In April 2007, various Republican presidential candidates attended a meeting of the conservative economics group Club for Growth. Afterward,
National Review
’s Ramesh Ponnuru spoke to the Cato Institute’s president, Ed Crane, about what the candidates said. The brief report filed by Ponnuru is simply extraordinary:
Crane asked if Romney believed the president should have the authority to arrest U.S. citizens with no review. Romney said he would want to hear the pros and cons from smart lawyers before he made up his mind.
Mitt Romney could not say—at least not until he engaged in a careful and solemn debate with a team of “smart lawyers”—whether, in the United States of America, the President has the power to imprison American citizens without any opportunity for review of any kind. But in today’s Republican Party, Romney’s openness to this definitively tyrannical power is the moderate position. Ponnuru goes on to note,
Crane said that he had asked Giuliani the same question a few weeks ago. The mayor said that he would want to use this authority infrequently.
It was almost as though Giuliani was positioning himself in this race as the “compassionate authoritarian”—“Yes, of course I have the power to imprison you without charges or review of any kind, but as President, I commit to you that I intend (no promises) to ‘use this authority infrequently.’”

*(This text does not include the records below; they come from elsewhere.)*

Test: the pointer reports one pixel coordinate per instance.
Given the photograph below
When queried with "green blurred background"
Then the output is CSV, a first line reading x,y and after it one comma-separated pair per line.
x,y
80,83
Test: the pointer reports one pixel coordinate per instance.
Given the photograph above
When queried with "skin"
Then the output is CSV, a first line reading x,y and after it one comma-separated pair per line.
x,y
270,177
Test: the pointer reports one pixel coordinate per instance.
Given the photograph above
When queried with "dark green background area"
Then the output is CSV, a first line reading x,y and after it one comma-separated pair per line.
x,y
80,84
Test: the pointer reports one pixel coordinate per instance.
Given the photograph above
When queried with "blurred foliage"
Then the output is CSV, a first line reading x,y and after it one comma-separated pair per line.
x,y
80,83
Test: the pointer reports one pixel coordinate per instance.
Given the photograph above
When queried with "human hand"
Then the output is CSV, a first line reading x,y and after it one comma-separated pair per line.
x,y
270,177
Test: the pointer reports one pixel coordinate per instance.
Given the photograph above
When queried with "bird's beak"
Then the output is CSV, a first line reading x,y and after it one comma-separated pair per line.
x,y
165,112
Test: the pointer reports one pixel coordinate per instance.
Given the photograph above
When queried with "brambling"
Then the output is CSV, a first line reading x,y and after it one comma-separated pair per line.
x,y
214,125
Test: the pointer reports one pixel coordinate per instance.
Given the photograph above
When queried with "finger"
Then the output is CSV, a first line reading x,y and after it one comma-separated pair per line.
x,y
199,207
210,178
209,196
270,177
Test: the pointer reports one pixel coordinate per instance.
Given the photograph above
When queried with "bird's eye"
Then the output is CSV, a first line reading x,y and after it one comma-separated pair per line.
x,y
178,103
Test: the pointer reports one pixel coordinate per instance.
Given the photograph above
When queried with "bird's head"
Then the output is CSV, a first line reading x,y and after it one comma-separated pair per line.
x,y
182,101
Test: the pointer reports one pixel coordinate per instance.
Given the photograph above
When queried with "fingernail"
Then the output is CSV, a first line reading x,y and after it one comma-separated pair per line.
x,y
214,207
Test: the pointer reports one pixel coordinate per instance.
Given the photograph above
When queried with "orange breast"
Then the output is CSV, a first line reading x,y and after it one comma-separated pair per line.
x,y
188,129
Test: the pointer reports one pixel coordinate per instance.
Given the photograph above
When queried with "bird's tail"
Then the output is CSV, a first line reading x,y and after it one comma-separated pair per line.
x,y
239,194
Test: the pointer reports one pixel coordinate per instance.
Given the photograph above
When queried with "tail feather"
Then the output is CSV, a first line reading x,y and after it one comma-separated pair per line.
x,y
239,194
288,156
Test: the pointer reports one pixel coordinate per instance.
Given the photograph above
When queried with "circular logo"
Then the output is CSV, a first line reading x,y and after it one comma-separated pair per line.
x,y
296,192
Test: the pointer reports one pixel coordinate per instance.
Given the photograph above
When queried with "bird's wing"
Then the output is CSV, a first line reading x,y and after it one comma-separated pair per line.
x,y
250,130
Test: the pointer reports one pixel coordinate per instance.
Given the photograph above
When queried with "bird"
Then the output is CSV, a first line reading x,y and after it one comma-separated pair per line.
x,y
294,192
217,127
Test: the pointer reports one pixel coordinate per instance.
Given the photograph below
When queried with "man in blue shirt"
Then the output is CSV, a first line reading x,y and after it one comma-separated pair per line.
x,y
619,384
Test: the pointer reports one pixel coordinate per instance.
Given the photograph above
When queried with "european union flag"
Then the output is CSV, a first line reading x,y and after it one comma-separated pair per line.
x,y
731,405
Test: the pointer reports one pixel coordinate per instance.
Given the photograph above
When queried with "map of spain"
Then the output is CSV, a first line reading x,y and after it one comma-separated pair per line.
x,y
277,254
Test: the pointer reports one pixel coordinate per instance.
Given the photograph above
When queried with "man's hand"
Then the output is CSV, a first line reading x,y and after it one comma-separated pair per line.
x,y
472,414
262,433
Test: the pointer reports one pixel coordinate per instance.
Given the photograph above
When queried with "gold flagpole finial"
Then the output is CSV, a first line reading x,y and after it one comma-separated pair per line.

The leading Republican candidates for president either embraced or were open to embracing the idea that the President can imprison Americans without any review, based solely on the unchecked decree of the President. And, of course, that is nothing new, since the current Republican President, George Bush, not only believes he has that power but has exercised it against U.S. citizens and legal residents—including those arrested not on the battlefield but on American soil.
What kind of American isn’t just instinctively repulsed by the notion that the President has the power to imprison citizens with no charges? And what does it say about the current state of our political culture that one of the two political parties has all but adopted as a plank in its platform a view of presidential powers and the federal government that is—literally—the exact opposite of the principles on which this country was founded? Even that renowned “liberal” Justice of the Supreme Court, Antonin Scalia, has pointed out how very un-American such powers are: “The very core of liberty secured by our Anglo-Saxon system of separated powers has been freedom from indefinite imprisonment at the will of the Executive.”
At around the same time Giuliani and Romney were providing their extraordinary answers,
The Atlantic
’s Andrew Sullivan cited the views on this matter of Winston Churchill, whom Republicans love to trot out as their prop to symbolize “resolute strength”:
The power of the executive to cast a man into prison without formulating any charge known to the law, and particularly to deny him judgment by his peers for an indefinite period, is in the highest degree odious, and is the foundation of all totalitarian governments whether Nazi or Communist.
The extent to which the Great American Hypocrites of the Republican Party are hostile to our most basic constitutional traditions and defining political principles of limited government really cannot be overstated. They simply do not believe in them.
Indeed, Rudy Giuliani expressly does not believe in what Antonin Scalia described as the “very core of liberty secured by our Anglo-Saxon system.” And Mitt Romney has to convene a team of lawyers before he can decide whether he does. And Ramesh Ponnuru can pass along these views as though they are the most unremarkable things in the world, nothing that warrants comment, just the latest position of the Republican candidates, like whether they believe in adjustments to the capital gains tax or employer mandates.